Château Brown rosé 2017 Pale pink with orange lights. Hints of vanillin oak on the nose combined with ripe, black, typical soft plummy Merlot fruit. On the palate, the oak is well integrated and not dominating, acting as the perfect foil for the opulent fruit with a creamy structure, concentrated weight and sweet oak flavours. The fruit is restrained rather than fruity, but black currants, cherries and plum fruit notes are all in evidence with a faint savoury tannic structure on the finish, and fresh citrus mineral acidity giving long length. (Tasted May 2018) I have to admit, I am not the biggest fan of Merlot rosés, as I find their soft opulence a little lacking in grip. Here however, the oak has given structure and weight, balancing the fruit.
As with so many other regions, it is impossible to say there is one pink Bordeaux wine style. Clairet, fresh fruity rosé and more serious rosés such as these result in a range of styles. Vintage variation, region, varieties and winemaking… maybe we shall soon see additional indications on the appellation as in Provence? Bordeaux Rosé – St Emilion AOP or Bordeaux Rosé – St Julien AOP? Should saignée be indicated on the label?
The weight and seriousness of these wines makes me think that they have good ageing potential, but sadly older vintages are not always available for what might be an interesting vertical tasting.

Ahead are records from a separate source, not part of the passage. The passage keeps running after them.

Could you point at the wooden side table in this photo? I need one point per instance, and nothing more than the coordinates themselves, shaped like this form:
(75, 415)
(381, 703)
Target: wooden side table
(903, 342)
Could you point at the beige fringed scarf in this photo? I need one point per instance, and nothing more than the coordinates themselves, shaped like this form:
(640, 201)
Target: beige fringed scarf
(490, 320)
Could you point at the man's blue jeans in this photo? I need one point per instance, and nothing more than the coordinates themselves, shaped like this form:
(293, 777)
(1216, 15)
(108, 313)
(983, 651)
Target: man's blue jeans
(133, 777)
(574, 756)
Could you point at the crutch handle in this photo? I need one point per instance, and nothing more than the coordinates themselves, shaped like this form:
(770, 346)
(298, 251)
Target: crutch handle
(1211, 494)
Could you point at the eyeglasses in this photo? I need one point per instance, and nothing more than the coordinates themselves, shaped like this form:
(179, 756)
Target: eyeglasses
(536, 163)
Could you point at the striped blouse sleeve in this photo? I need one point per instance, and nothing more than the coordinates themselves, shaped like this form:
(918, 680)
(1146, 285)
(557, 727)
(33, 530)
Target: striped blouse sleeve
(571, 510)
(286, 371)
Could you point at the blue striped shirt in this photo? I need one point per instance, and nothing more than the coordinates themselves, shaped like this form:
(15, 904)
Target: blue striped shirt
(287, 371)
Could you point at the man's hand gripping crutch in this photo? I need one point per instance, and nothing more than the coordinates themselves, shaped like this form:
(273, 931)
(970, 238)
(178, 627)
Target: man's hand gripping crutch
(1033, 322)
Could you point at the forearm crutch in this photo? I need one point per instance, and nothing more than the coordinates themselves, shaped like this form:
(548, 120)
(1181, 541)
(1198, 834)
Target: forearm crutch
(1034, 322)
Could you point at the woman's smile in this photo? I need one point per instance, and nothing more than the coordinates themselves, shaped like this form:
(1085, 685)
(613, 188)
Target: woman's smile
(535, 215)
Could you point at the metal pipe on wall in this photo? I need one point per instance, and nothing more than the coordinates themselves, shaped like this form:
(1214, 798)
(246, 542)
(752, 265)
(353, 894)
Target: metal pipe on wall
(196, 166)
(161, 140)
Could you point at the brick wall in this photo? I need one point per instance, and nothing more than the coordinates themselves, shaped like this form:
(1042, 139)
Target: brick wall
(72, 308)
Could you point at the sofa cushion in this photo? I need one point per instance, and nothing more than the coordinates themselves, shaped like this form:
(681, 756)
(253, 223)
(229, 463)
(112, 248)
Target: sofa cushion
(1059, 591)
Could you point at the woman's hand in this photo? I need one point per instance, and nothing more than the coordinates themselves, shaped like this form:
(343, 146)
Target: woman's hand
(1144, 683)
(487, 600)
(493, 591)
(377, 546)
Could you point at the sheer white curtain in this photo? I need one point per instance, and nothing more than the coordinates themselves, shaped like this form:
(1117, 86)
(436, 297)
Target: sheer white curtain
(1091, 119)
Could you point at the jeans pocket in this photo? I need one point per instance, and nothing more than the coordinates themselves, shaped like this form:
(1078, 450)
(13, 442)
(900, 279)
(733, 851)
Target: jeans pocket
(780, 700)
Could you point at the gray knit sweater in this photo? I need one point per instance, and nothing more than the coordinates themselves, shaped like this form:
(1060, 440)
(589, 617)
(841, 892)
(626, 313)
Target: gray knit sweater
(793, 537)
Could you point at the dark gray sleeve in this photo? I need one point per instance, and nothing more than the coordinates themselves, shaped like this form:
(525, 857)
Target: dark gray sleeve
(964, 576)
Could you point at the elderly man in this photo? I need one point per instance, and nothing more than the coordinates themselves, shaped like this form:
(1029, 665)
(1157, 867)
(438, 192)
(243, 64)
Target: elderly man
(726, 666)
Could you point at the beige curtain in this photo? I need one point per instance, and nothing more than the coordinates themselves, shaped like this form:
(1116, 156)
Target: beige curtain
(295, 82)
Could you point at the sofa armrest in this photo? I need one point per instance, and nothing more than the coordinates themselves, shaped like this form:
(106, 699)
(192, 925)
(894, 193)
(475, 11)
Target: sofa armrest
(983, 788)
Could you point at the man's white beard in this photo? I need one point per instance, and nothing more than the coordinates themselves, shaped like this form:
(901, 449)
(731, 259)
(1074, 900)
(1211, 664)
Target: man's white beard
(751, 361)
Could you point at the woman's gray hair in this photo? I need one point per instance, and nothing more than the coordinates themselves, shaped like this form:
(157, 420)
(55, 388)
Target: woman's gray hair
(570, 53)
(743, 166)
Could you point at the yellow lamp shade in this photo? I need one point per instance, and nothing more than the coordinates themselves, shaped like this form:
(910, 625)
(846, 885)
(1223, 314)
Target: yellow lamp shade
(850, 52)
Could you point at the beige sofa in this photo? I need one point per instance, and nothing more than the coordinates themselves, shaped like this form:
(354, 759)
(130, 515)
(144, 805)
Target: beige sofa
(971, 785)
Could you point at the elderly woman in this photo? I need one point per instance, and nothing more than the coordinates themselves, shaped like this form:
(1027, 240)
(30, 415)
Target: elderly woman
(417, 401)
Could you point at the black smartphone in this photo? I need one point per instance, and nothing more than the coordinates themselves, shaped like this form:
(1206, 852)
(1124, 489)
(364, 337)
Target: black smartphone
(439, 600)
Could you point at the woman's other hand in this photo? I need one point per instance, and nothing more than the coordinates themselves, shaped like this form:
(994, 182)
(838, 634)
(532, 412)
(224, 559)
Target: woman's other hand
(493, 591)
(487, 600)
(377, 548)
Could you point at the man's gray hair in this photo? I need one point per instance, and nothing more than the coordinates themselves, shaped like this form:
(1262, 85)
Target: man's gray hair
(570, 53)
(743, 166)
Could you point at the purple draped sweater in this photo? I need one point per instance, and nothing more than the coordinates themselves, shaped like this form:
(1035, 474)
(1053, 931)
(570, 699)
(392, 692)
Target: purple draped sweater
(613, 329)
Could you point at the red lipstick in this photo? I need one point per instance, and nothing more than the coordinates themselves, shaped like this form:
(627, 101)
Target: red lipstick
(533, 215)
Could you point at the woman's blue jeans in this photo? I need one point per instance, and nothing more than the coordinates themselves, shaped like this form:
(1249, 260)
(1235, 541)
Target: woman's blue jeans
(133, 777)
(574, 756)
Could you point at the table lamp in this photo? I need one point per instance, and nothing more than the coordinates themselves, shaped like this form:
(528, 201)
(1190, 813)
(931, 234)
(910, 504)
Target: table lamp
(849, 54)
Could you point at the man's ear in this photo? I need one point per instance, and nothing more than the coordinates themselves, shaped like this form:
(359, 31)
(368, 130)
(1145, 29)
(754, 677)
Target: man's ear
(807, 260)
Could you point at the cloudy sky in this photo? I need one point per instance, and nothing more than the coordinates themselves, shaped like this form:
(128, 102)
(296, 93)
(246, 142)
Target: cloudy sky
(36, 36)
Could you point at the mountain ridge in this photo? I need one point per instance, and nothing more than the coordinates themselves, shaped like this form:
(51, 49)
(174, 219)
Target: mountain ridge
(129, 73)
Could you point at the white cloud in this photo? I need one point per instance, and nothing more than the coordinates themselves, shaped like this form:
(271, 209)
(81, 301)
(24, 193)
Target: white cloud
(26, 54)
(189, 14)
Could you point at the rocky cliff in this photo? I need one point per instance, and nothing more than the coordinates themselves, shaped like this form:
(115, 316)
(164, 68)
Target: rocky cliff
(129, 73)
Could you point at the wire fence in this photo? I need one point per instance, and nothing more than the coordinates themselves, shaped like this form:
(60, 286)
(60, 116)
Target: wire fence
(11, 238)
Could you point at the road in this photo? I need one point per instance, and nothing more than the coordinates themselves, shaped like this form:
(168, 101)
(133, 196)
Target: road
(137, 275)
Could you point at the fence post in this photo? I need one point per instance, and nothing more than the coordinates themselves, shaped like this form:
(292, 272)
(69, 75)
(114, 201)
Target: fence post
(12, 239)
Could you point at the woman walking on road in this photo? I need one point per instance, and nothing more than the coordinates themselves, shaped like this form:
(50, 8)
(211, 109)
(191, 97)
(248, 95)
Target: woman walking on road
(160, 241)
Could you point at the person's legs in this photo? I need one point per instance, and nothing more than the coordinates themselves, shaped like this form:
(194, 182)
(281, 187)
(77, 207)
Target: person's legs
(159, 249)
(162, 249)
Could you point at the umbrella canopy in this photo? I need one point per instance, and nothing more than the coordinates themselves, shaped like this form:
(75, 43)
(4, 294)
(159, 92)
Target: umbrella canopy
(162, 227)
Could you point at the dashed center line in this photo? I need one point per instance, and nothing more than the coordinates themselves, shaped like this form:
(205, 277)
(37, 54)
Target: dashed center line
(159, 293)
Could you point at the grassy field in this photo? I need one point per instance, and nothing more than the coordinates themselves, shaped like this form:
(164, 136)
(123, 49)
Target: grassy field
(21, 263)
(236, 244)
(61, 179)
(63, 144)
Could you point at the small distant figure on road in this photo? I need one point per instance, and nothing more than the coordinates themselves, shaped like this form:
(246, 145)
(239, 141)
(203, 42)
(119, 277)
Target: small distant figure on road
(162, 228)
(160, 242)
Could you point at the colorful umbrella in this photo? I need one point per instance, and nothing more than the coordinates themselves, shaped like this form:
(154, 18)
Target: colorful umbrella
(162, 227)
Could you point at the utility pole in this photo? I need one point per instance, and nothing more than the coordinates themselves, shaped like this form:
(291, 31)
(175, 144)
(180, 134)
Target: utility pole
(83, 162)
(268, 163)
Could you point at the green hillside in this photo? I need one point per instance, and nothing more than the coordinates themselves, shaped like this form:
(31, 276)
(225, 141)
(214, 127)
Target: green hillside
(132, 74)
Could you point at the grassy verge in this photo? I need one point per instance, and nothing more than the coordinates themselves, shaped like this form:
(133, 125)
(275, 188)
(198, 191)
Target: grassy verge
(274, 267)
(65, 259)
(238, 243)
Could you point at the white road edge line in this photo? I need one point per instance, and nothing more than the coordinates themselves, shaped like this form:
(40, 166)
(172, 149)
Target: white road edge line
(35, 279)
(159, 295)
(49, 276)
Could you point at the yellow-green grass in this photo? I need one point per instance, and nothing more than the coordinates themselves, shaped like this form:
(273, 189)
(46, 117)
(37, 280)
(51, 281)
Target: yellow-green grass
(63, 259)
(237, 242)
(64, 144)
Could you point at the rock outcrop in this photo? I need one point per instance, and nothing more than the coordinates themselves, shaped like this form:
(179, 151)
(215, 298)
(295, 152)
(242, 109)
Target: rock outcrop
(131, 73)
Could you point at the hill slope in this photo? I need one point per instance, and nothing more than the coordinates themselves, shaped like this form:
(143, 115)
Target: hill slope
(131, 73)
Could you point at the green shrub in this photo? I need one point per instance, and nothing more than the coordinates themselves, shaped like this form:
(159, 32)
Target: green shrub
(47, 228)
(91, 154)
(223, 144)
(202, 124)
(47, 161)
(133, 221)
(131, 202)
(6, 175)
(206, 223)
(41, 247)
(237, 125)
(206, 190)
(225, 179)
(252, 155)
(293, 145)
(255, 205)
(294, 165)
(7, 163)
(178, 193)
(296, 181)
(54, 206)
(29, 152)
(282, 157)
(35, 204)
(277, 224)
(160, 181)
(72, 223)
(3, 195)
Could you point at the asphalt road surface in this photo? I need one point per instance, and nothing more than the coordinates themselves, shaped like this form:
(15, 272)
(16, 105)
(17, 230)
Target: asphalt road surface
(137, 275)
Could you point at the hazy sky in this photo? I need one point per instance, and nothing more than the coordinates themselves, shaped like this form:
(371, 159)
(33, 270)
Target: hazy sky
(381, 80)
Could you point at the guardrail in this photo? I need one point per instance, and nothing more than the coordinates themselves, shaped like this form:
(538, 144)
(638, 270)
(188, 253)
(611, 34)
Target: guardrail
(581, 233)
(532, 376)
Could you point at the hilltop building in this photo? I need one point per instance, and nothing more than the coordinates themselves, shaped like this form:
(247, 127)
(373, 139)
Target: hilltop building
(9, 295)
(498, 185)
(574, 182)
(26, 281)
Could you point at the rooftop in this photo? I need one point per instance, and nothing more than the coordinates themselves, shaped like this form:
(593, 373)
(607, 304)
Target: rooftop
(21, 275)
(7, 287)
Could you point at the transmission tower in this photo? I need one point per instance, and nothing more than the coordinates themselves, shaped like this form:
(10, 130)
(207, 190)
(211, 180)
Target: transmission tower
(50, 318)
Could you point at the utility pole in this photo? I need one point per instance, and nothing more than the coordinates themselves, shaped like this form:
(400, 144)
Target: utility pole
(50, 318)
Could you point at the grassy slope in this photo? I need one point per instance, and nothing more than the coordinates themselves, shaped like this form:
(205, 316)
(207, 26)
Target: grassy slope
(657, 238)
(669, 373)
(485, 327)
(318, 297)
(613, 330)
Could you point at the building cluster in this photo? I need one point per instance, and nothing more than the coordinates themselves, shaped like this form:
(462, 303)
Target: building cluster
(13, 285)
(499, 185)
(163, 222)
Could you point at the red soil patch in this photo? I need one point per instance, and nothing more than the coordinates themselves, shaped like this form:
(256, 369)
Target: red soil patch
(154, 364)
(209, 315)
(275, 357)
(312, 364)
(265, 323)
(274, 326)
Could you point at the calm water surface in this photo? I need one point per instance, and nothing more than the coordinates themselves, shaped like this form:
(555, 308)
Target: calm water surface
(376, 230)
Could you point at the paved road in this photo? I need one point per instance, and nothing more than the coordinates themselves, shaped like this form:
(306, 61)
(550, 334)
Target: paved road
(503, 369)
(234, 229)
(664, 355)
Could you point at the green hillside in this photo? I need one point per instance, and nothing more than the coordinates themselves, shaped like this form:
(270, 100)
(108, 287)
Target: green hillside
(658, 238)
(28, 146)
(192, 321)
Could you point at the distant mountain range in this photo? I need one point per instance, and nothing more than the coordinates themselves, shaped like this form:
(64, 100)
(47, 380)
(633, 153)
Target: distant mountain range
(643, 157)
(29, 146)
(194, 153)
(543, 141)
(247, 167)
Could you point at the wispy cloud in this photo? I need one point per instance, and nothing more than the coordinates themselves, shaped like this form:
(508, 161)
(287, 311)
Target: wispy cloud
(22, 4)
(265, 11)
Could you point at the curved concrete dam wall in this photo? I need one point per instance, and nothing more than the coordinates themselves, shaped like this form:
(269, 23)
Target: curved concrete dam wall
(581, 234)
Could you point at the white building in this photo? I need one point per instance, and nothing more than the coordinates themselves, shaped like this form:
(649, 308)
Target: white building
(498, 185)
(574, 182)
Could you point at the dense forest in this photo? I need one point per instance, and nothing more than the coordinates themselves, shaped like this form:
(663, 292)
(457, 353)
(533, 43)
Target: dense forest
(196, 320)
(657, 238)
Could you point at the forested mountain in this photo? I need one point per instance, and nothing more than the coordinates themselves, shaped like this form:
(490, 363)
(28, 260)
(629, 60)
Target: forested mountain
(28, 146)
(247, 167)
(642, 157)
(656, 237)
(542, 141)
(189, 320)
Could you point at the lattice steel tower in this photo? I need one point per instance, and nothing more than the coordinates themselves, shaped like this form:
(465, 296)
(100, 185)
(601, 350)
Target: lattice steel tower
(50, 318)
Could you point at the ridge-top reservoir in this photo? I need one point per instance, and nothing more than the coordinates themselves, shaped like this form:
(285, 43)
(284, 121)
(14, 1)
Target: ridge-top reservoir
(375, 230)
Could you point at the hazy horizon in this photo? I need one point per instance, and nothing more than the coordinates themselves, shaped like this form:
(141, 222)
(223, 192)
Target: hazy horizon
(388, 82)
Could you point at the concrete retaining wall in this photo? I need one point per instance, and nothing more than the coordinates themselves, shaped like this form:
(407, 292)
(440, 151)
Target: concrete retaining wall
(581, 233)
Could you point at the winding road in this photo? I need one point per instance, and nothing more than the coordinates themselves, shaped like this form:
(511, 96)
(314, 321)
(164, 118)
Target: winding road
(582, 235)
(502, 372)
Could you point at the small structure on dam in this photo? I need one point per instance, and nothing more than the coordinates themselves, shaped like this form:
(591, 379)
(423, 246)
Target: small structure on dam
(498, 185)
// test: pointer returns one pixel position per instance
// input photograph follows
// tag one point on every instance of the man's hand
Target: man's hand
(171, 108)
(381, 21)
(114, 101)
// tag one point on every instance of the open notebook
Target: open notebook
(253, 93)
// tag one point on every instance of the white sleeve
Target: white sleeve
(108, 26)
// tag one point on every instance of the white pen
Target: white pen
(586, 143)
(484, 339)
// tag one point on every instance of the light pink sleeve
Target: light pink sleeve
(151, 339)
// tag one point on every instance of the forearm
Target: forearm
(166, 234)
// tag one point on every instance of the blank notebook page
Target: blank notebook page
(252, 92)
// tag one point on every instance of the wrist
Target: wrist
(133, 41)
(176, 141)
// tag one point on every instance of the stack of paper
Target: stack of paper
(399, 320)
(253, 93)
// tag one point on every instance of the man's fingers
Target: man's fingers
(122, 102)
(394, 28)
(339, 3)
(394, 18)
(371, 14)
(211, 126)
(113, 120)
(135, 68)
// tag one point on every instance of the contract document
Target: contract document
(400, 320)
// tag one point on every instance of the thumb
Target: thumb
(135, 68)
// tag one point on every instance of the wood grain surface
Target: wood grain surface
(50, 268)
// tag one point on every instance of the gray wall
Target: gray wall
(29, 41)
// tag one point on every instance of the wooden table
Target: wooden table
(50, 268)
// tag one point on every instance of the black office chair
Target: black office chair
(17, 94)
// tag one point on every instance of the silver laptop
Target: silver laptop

I asked Anson whether she thought, with the number of top winemakers around in Bordeaux, whether we could start to expect a growth in more complex and serious rosés. ‘Possibly. The presence of clairet and the tradition of bleeding rosés off the red wines, has delayed the development of more serious rosés. However, there is great potential for more complex rosés, and top estates are taking this style seriously. Haut Bailly for example, is an estate to keep an eye on.’